Hélas ! Tyran, plein de rigueur,
Modère un peu ta violence :
Que te sert si grande dépense ?
C’est trop de flammes pour un cœur.
Épargnes-en une étincelle,
Puis fais ton effort d’émouvoir
La fière qui ne veut point voir
En quel feu je brûle pour elle.
Exécute, Amour, ce dessein,
Et rabaisse un peu son audace :
Son cœur ne doit être de glace,
Bien qu’elle ait de neige le sein[1].

Montanus termina ces stances par une volée de soupirs et par un torrent de larmes qui auraient pu émouvoir toute autre que Phébé : — Ah ! Phébé, s’écria-t-il enfin, de quoi donc es-tu faite, que tu n’as pas pitié de ma souffrance ? Suis-je un objet si odieux ou si vil, que tu ne puisses m’accorder un gracieux regard ? Tout dévoué au service de Phébé, ne recueillerai-je aucune récompense de ma fidélité ? Si le temps peut prouver ma constance, voilà deux fois sept hivers que j’aime la belle Phébé.
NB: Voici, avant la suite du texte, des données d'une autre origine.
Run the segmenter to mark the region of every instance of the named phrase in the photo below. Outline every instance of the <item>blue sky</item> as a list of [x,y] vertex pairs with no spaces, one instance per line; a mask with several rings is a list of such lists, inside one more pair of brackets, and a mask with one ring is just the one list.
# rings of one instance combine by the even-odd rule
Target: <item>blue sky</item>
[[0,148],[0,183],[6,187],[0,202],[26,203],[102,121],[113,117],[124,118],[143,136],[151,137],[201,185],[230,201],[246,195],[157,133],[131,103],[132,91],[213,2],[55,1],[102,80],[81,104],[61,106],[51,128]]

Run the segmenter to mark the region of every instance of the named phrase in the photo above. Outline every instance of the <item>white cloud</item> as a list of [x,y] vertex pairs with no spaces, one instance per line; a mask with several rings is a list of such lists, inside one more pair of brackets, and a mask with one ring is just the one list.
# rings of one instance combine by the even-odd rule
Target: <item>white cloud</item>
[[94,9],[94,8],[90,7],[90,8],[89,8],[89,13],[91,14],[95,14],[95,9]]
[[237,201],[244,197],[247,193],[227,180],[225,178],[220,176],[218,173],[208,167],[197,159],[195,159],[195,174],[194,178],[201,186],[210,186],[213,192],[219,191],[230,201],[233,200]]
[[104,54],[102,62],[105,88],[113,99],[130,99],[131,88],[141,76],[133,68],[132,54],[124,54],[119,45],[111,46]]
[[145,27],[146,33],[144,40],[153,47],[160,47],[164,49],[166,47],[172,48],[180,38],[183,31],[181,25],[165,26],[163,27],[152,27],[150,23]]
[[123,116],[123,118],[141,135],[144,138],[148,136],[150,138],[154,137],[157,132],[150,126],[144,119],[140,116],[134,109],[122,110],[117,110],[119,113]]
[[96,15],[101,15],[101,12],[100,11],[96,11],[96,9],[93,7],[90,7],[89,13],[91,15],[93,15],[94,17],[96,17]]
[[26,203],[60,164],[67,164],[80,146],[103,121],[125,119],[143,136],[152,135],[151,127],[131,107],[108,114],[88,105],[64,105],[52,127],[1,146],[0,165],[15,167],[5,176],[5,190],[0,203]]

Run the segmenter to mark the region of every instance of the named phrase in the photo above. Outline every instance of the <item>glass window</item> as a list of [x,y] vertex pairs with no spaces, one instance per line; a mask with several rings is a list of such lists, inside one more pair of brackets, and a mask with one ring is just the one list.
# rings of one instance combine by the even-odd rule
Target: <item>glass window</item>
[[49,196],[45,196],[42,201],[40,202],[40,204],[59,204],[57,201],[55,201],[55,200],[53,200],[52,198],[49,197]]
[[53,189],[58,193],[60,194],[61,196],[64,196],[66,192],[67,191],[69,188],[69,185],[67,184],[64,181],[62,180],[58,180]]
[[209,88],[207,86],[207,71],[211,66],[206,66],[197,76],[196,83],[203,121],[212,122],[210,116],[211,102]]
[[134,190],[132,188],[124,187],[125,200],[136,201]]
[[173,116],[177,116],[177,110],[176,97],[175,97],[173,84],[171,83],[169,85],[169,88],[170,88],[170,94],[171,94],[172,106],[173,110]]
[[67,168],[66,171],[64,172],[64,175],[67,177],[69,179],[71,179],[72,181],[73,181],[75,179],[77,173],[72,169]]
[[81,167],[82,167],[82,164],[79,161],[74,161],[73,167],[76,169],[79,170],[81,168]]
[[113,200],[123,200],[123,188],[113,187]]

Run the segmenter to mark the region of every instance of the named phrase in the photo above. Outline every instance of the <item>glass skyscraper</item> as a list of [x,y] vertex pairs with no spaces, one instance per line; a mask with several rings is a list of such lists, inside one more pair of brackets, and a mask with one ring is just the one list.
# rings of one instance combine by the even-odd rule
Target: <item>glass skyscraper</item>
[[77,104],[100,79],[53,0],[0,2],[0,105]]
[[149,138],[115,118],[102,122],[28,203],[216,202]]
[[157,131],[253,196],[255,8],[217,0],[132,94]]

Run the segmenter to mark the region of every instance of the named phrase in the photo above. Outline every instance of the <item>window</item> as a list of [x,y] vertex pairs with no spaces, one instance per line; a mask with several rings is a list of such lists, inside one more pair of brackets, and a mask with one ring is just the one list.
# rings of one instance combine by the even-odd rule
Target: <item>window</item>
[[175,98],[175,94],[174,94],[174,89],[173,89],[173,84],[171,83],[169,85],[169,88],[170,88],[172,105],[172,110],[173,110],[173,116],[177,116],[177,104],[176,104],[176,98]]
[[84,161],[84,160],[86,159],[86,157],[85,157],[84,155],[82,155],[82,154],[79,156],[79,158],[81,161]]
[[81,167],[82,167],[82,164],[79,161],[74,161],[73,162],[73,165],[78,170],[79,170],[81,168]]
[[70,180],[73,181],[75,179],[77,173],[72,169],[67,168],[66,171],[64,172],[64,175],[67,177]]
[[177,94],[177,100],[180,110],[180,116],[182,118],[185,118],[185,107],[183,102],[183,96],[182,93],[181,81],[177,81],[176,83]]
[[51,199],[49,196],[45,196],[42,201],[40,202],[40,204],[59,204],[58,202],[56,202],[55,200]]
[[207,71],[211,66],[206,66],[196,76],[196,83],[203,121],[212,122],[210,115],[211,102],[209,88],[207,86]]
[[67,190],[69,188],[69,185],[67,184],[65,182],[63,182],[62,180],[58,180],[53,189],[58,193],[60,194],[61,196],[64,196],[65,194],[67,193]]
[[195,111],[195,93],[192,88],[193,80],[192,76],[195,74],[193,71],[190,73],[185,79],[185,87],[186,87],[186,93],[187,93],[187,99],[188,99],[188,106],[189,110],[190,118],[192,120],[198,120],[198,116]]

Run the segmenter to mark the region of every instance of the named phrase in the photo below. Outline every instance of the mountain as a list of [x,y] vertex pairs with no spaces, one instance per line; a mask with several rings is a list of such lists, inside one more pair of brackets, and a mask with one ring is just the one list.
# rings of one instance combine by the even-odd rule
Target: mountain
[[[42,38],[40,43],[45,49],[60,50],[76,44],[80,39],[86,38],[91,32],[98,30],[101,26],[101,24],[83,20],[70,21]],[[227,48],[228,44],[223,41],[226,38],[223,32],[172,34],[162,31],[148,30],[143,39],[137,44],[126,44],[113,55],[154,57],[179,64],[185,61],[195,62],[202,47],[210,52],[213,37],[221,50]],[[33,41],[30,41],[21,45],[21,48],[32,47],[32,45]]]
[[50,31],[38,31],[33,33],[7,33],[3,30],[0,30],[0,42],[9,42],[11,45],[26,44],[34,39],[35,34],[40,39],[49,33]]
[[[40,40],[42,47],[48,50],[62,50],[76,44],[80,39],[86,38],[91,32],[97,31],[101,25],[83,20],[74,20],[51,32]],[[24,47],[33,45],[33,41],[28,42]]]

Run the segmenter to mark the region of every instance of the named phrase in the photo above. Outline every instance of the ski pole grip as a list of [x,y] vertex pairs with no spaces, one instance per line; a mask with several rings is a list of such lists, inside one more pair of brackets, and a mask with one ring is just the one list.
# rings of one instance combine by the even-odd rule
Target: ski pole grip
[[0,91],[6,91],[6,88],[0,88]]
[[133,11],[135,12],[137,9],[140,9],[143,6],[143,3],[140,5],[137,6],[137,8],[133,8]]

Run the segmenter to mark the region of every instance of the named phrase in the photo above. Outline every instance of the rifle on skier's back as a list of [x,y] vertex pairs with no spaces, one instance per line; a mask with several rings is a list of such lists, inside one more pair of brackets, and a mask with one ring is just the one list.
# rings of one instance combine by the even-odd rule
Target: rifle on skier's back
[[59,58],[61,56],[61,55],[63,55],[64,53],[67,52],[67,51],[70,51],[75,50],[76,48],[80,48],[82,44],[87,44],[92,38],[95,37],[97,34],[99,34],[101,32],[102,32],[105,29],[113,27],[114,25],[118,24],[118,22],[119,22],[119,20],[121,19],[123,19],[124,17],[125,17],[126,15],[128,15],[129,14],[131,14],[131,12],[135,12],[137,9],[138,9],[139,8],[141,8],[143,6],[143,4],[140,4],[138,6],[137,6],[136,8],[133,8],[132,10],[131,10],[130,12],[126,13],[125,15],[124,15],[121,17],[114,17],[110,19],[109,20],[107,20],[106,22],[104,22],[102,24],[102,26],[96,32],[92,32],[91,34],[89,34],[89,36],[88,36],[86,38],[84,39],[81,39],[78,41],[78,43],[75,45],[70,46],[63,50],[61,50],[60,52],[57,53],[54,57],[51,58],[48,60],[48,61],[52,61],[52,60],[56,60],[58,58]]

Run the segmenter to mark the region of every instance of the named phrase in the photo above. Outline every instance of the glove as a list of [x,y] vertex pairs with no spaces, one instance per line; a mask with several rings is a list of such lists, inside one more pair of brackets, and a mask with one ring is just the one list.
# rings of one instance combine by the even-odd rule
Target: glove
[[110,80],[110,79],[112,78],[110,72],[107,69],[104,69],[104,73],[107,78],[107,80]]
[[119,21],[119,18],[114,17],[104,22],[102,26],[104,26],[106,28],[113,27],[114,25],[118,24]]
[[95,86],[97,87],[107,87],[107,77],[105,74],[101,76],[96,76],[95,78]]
Si les signes extérieurs peuvent révéler les affections intérieures, les sillons creusés sur ma face peuvent révéler les souffrances de mon cœur. Les larmes du désespoir ont ridé mes joues. Et Phébé est seule insensible à mes plaintes. Pourquoi ? Parce que je suis Monta-

  1. Ces vers, que ne désavouerait pas un poëte de la Pléïade, sont en français
    dans le texte original.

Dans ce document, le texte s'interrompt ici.